How could a two-bit investor, too paralyzed with fear to trade stocks, bilk insurance companies out of $200 million?
How could a gawky misfit with an obsessive terror of germs induce a harem of attractive young women to feud over him?
How could a recluse from Toledo, Ohio, penetrate the circles of political and financial power in Washington, D.C., and New York City without leaving his house?
How could a Jewish guy with a passion for S&M sex persuade the Vatican to go into business with him?
And how could he do all this without anybody noticing?

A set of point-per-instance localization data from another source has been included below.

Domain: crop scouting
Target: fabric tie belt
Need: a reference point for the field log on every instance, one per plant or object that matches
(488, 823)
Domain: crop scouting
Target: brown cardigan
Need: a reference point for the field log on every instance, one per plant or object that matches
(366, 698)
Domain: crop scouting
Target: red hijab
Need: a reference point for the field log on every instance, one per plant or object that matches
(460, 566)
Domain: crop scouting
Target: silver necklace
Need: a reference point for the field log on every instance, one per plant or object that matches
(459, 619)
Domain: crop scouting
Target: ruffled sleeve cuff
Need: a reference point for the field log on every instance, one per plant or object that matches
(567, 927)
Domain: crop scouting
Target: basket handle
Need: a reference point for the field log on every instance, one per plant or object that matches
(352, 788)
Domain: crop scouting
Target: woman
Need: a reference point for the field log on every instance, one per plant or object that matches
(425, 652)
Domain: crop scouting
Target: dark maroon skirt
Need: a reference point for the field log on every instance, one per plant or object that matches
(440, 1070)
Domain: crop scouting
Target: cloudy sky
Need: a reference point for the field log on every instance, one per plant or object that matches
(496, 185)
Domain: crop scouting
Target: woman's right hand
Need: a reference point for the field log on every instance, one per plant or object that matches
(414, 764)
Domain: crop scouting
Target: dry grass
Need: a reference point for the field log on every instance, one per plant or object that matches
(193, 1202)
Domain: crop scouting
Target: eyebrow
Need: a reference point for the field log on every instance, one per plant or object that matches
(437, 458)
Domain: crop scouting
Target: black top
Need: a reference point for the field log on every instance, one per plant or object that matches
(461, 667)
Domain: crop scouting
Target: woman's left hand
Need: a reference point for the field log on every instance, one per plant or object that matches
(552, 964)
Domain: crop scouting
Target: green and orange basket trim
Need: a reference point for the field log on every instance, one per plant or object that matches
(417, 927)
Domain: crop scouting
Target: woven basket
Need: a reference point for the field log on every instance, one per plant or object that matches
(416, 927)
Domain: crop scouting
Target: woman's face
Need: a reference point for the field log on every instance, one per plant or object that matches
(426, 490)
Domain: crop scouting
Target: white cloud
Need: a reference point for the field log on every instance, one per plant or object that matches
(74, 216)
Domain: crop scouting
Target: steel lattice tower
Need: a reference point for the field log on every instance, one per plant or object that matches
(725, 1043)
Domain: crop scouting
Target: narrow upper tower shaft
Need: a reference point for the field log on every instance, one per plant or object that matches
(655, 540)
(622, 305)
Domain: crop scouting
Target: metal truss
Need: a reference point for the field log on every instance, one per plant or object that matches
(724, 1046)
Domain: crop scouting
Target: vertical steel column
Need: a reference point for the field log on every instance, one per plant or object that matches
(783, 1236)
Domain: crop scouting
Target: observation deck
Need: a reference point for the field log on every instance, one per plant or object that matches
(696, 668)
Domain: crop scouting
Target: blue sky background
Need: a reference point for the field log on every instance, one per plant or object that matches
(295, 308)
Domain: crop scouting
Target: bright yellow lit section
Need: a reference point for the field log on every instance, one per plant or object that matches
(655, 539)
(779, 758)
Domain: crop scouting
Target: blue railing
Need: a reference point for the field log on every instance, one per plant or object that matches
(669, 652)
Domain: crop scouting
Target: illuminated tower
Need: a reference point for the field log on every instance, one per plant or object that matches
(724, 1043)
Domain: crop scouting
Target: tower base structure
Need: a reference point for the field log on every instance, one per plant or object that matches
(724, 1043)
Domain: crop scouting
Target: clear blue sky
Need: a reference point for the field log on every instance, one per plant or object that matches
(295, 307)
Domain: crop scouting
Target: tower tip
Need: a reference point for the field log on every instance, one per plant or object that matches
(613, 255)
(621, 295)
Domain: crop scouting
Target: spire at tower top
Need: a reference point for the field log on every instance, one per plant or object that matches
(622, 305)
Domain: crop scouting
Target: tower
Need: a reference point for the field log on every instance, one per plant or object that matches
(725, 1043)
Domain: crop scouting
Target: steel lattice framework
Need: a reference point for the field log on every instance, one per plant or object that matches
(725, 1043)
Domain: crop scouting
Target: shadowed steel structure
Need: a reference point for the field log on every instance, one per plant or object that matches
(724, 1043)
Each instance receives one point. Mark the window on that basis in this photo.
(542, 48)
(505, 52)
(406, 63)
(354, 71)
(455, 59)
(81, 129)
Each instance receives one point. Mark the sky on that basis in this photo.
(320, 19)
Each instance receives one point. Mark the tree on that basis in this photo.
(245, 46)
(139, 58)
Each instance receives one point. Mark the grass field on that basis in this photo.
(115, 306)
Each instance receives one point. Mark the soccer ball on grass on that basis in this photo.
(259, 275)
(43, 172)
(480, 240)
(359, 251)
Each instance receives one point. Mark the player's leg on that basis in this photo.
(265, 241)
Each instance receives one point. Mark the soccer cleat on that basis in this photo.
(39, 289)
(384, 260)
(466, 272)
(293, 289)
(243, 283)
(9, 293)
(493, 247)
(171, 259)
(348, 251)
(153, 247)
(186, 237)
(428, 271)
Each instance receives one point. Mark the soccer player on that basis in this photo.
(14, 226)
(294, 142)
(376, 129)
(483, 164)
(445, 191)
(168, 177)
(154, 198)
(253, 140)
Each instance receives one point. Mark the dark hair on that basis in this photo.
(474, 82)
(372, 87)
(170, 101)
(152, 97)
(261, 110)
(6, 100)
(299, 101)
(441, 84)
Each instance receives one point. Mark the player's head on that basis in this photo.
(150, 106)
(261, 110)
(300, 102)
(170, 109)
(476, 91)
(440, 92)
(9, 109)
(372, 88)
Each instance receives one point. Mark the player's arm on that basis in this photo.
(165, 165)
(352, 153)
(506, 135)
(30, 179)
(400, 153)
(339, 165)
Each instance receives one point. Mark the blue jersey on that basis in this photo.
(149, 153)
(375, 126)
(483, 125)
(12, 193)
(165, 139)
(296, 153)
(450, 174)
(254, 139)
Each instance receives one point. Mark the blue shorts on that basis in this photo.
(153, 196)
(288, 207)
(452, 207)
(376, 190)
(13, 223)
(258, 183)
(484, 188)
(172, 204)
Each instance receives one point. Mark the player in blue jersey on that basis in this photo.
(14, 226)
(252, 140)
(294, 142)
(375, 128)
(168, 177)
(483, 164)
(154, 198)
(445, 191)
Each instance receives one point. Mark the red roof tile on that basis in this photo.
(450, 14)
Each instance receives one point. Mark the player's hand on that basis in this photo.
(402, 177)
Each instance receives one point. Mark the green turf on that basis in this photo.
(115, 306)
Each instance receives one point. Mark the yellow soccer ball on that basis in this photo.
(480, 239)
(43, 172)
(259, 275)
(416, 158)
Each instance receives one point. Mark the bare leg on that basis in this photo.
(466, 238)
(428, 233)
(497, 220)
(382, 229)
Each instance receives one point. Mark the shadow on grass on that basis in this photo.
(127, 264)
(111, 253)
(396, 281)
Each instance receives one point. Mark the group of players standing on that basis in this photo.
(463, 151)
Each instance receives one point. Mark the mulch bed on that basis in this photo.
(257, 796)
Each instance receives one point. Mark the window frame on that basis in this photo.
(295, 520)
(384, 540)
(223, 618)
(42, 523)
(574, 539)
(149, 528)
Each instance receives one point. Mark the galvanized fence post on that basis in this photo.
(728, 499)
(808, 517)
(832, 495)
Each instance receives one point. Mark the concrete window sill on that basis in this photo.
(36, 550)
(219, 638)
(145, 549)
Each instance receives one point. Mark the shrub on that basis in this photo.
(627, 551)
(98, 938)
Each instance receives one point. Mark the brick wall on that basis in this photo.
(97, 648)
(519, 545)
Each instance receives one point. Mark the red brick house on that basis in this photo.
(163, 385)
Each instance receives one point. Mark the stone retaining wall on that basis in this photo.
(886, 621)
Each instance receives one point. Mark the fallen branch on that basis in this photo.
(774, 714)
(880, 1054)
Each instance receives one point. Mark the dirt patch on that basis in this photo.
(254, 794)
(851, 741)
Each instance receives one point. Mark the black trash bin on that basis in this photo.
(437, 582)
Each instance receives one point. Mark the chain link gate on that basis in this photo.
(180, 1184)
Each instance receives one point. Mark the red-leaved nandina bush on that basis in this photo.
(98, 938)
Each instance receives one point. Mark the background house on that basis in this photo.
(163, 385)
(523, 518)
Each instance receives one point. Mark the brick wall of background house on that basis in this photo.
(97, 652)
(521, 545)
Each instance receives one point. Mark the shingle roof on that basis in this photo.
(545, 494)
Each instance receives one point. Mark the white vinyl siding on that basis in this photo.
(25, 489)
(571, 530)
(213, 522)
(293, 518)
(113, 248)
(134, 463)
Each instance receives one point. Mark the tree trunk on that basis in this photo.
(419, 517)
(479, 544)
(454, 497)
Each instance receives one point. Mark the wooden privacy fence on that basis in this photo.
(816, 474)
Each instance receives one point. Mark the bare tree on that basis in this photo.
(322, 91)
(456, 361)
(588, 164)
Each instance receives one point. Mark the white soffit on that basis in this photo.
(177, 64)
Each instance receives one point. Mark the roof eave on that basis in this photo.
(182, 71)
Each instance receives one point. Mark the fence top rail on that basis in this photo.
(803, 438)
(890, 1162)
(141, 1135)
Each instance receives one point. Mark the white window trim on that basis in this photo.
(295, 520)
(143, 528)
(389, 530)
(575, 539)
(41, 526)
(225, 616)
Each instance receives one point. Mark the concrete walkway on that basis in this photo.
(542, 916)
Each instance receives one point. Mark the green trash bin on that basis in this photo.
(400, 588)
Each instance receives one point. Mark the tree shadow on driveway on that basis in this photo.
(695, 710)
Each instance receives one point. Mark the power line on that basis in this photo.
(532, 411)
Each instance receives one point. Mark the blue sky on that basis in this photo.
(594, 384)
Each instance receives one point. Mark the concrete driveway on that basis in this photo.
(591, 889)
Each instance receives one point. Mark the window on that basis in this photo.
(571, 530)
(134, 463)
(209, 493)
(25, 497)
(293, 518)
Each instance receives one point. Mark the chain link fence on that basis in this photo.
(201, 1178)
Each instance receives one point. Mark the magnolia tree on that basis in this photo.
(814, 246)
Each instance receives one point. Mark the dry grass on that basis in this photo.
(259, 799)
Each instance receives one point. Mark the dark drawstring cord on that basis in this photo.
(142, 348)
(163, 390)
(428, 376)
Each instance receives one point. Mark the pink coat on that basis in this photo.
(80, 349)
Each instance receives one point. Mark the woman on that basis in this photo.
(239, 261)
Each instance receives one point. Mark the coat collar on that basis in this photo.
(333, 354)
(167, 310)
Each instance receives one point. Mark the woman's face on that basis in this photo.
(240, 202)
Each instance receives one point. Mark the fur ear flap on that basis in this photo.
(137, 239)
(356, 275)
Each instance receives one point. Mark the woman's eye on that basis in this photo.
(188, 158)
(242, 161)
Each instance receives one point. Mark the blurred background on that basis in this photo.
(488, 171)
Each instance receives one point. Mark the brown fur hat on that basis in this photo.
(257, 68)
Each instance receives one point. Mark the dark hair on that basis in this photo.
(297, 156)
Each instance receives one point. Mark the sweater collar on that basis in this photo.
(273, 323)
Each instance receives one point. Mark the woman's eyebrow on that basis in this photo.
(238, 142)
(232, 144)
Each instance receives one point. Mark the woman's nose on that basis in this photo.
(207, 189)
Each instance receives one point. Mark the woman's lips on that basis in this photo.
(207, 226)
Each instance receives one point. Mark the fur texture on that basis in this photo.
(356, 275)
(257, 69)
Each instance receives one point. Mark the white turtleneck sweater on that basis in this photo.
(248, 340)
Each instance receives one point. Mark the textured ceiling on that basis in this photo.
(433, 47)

Now the whole amazing story of how Martin Frankel pulled off one of the greatest financial scams of the century is revealed by The Wall Street Journal's Ellen Joan Pollock, who was a lead writer on the reporting team that broke story after story as Frankel eluded the FBI's four-month international manhunt.
The Pretender chronicles how a bumbling thirty year old used his financial skills to build an intricate Ponzi scheme based on lies and his amazing gift for luring businessmen -- including Democratic powerbroker Robert Strauss -- into his web. Frankel's stolen millions allowed him to transform himself easily from mama's boy to corporate mogul. His creation of a phony Catholic charity drew the interest of priests with close Vatican ties as well as a new group of mysterious business partners. But his attempts to go "global" proved more challenging and aroused the suspicions of state regulators. Frantic that his empire was about to unravel, Frankel vanished from his multimillion-dollar Greenwich, Connecticut, mansion, leaving behind a mysterious fire, a dozen or so heartbroken women, and some very confused law-enforcement officials. His bizarre scamper through Europe as a fugitive would ultimately climax in a German hotel room.
Frankel's world was peopled with desperate businessmen, well-heeled con artists, women looking for love, vindictive husbands, diamond merchants, private eyes -- the whole colorful cast of characters that propelled this fast-moving drama.
The Pretender is filled with countless revelations from business associates and former lovers -- many of whom were interviewed for the first time for this book. What finally makes The Pretender so compelling is that it is a snapshot of a peculiar moment in business history. Just as figures like Ivan Boesky and Michael Milken epitomized the deal-crazed eighties, Martin Frankel is the quintessential criminal of the millionaire-a-minute nineties.